Talk:Substitution model

	This article is within the scope of WikiProject Molecular Biology, a collaborative effort to improve the coverage of Molecular Biology on Wikipedia. If you would like to participate, please visit the project page, where you can join the discussion and see a list of open tasks.Molecular BiologyWikipedia:WikiProject Molecular BiologyTemplate:WikiProject Molecular BiologyMolecular Biology
???	This article has not yet received a rating on the importance scale.
	This article is supported by the Computational Biology task force (assessed as Mid-importance).

Statistics Low‑importance

	This article is within the scope of WikiProject Statistics, a collaborative effort to improve the coverage of statistics on Wikipedia. If you would like to participate, please visit the project page, where you can join the discussion and see a list of open tasks.StatisticsWikipedia:WikiProject StatisticsTemplate:WikiProject StatisticsStatistics
Low	This article has been rated as Low-importance on the importance scale.

Untitled

I moved the descriptions of the DNA models to Models of DNA evolution because I think they fit better there. I would like to use this page more as overview of substitution models and to make it more generic (not only DNA but also protein and codon based models). I will include shortly a discussion of empricial vs. parametrical models and then summaries and discussions of common approaches taken for DNA, amino acids and codons. I hope this idea appeals also to previous contributors to this article. If not, please let us discuss the issues. Wild8oar 13:07, 27 June 2007 (UTC)[reply]

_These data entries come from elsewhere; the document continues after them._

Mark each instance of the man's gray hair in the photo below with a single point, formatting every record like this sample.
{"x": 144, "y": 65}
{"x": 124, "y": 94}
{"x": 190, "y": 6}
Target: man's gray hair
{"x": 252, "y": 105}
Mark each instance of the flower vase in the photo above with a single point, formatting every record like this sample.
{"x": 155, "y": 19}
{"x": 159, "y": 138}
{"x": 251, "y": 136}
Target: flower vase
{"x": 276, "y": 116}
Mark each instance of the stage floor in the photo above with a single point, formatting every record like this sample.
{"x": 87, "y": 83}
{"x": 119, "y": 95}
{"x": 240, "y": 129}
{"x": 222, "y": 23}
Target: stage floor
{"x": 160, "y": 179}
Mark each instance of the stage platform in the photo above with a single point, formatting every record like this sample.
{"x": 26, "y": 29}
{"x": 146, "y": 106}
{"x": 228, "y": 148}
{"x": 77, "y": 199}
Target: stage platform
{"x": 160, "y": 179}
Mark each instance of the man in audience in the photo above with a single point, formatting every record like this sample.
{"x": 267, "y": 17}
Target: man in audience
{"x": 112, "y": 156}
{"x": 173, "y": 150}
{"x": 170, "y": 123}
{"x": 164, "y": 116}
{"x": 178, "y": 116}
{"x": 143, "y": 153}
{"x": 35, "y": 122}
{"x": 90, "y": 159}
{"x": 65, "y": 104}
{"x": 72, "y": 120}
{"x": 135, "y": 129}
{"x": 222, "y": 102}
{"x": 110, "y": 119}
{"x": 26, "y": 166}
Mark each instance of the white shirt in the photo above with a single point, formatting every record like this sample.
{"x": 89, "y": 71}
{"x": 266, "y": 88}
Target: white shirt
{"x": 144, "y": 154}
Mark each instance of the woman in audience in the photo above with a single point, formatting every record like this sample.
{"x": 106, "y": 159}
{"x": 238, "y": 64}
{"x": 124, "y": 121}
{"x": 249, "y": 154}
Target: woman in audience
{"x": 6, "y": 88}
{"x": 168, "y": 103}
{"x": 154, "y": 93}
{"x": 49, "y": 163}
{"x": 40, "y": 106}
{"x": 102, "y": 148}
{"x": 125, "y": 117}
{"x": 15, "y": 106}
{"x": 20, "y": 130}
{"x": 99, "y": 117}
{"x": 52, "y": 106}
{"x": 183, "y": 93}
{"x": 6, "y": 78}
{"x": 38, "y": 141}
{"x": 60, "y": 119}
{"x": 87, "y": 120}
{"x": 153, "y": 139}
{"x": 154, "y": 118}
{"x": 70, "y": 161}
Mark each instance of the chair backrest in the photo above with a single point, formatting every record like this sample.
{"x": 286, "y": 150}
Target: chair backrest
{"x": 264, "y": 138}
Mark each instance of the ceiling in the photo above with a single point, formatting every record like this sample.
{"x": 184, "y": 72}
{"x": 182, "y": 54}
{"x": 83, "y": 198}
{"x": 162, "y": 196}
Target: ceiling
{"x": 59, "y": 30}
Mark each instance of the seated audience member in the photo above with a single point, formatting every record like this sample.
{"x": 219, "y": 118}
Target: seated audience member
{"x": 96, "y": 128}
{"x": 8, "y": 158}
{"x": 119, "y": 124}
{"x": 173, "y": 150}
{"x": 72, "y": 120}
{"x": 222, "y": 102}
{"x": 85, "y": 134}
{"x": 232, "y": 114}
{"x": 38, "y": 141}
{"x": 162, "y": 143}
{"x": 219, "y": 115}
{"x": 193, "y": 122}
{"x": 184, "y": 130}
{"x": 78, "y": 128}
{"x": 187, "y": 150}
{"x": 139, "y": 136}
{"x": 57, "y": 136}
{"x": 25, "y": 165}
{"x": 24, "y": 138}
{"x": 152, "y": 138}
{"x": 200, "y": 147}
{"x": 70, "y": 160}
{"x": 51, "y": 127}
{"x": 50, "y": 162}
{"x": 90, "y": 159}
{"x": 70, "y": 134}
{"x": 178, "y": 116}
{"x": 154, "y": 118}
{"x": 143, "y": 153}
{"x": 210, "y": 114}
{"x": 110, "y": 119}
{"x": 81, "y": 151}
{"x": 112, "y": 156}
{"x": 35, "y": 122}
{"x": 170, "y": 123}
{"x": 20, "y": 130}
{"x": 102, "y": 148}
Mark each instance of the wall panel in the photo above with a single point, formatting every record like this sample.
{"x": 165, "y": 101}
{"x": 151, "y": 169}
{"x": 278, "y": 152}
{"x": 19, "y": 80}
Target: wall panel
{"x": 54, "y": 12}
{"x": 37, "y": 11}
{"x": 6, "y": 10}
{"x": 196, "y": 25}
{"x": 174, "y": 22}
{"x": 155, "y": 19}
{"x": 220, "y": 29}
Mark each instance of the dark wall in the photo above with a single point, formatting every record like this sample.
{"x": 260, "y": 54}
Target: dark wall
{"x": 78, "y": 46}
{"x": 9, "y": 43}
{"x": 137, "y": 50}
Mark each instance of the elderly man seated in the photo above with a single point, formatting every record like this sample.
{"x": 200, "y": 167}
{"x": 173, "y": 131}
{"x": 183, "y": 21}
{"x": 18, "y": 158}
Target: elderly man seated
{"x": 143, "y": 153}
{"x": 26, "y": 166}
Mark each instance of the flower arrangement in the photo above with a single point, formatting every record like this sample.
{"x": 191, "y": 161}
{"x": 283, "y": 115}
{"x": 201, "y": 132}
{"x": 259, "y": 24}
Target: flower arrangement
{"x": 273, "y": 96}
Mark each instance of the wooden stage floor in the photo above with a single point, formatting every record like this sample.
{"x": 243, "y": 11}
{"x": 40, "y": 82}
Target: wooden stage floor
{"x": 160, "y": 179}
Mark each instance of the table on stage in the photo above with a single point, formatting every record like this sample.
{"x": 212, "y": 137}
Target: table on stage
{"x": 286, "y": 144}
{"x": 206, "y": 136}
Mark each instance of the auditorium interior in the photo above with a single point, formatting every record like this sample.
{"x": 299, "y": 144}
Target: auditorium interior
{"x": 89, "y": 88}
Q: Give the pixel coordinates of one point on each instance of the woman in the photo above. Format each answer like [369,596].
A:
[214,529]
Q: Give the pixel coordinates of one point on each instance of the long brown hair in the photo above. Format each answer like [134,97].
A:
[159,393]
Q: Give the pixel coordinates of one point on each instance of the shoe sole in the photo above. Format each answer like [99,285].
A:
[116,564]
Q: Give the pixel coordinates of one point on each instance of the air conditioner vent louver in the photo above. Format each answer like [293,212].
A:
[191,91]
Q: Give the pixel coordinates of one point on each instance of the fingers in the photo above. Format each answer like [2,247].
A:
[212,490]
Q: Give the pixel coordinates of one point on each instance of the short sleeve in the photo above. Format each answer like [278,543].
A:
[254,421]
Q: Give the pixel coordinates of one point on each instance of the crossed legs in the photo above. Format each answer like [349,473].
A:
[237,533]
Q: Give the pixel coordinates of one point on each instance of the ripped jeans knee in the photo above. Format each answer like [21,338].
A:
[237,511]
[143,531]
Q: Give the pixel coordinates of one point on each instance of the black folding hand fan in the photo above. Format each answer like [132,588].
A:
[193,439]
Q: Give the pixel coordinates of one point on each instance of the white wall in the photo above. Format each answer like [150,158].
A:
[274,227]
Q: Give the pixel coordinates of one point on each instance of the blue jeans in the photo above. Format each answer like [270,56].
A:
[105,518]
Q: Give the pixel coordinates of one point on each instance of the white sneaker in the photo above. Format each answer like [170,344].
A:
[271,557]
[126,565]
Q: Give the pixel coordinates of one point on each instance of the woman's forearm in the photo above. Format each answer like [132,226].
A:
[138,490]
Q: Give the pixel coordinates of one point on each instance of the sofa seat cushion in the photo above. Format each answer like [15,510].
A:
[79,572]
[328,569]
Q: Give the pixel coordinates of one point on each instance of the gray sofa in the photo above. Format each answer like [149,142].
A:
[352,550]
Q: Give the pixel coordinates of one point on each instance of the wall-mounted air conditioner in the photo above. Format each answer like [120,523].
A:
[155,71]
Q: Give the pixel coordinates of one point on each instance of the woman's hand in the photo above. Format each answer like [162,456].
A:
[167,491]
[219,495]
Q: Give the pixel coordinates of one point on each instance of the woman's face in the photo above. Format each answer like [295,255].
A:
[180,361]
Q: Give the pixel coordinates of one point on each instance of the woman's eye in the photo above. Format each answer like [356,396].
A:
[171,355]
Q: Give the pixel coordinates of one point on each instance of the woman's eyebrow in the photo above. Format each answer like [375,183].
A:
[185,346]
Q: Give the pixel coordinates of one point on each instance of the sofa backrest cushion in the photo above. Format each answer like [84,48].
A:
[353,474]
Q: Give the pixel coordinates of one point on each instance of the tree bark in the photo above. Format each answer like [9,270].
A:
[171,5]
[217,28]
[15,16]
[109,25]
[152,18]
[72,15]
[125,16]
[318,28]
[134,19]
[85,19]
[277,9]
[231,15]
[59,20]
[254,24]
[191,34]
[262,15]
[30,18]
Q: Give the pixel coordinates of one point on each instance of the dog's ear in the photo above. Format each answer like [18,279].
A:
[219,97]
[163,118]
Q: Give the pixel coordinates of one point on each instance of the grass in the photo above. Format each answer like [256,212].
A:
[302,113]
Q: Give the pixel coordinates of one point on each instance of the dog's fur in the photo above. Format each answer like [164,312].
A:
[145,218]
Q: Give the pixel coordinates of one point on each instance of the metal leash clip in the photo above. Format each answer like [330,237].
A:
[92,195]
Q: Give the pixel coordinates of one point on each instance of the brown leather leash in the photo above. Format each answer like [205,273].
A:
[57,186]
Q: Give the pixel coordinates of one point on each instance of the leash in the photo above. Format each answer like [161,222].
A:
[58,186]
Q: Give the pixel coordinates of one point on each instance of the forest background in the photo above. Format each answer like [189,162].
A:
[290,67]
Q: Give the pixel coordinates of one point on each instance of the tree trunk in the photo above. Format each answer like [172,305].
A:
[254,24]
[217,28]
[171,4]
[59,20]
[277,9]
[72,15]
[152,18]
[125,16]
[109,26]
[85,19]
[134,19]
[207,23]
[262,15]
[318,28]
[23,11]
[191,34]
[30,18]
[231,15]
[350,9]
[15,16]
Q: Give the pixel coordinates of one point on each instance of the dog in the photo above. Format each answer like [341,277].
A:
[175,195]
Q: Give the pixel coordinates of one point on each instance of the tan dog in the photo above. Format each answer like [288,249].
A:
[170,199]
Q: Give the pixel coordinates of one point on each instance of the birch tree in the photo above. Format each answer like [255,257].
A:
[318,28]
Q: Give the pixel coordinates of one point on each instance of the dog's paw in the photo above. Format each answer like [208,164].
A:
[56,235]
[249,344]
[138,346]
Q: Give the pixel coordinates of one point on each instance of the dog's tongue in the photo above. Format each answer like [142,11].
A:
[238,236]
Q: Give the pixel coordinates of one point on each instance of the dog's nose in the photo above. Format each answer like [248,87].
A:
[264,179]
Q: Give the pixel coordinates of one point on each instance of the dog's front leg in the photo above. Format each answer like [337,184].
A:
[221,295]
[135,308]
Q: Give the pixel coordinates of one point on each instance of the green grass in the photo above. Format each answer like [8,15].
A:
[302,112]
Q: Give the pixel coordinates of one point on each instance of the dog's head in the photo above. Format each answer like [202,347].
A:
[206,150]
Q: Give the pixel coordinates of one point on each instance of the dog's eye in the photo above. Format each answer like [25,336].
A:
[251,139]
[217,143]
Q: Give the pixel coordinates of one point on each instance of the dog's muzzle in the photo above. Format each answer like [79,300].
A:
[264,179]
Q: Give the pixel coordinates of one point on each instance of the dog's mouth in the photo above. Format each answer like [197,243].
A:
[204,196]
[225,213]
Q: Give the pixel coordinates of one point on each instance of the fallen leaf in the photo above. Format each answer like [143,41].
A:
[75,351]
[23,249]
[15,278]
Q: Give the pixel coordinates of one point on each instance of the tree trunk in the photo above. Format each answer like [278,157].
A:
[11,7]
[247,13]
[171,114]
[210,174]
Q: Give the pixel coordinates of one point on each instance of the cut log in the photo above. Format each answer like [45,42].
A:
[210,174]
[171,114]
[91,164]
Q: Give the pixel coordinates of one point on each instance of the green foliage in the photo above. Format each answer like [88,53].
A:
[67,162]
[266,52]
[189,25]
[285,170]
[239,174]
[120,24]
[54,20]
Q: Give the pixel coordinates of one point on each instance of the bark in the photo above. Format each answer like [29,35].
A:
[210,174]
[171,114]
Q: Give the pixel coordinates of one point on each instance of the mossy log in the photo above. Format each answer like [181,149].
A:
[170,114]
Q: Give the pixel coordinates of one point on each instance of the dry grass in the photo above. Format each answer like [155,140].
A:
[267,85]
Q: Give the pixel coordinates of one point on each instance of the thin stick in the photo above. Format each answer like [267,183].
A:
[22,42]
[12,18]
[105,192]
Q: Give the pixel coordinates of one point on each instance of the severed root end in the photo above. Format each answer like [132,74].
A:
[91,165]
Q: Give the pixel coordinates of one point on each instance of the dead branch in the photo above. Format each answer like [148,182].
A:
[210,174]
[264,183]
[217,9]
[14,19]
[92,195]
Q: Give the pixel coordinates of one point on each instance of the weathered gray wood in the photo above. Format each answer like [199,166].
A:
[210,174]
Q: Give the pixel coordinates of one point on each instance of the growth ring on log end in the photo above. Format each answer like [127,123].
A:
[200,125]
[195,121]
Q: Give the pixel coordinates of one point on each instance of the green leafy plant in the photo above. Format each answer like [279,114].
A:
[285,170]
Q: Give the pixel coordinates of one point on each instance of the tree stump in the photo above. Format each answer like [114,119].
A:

There are some big problems with this page. The main issue is that its wrong. It claims that exponentiation a matrix must be approximated with a Taylor series. This is plainly wrong. Its not a approximation and you can easily do it with normal eigenvalue decomposition. I have too much teaching for the next few days to fix it properly (teaching precisely this material). I will see how next week goes. Delt0r (talk) 17:41, 6 December 2007 (UTC)[reply]

Added a bit about the diagonalizable case (you might want to check it, though :-)) Tjunier (talk) 11:08, 28 October 2009 (UTC)[reply]

Diagonalizability of Q

Is it the case that a rate matrix Q is always diagonalizable?: All of the off-diagonal entries of Q are non-negative and all of the diagonal entries of Q make each row sum to 0.0. These guarantee a desired probabilistic interpretation and a desired Markov chain infinite divisibility condition; do they also guarantee diagonalizability? Quantling (talk) 19:30, 4 January 2010 (UTC)[reply]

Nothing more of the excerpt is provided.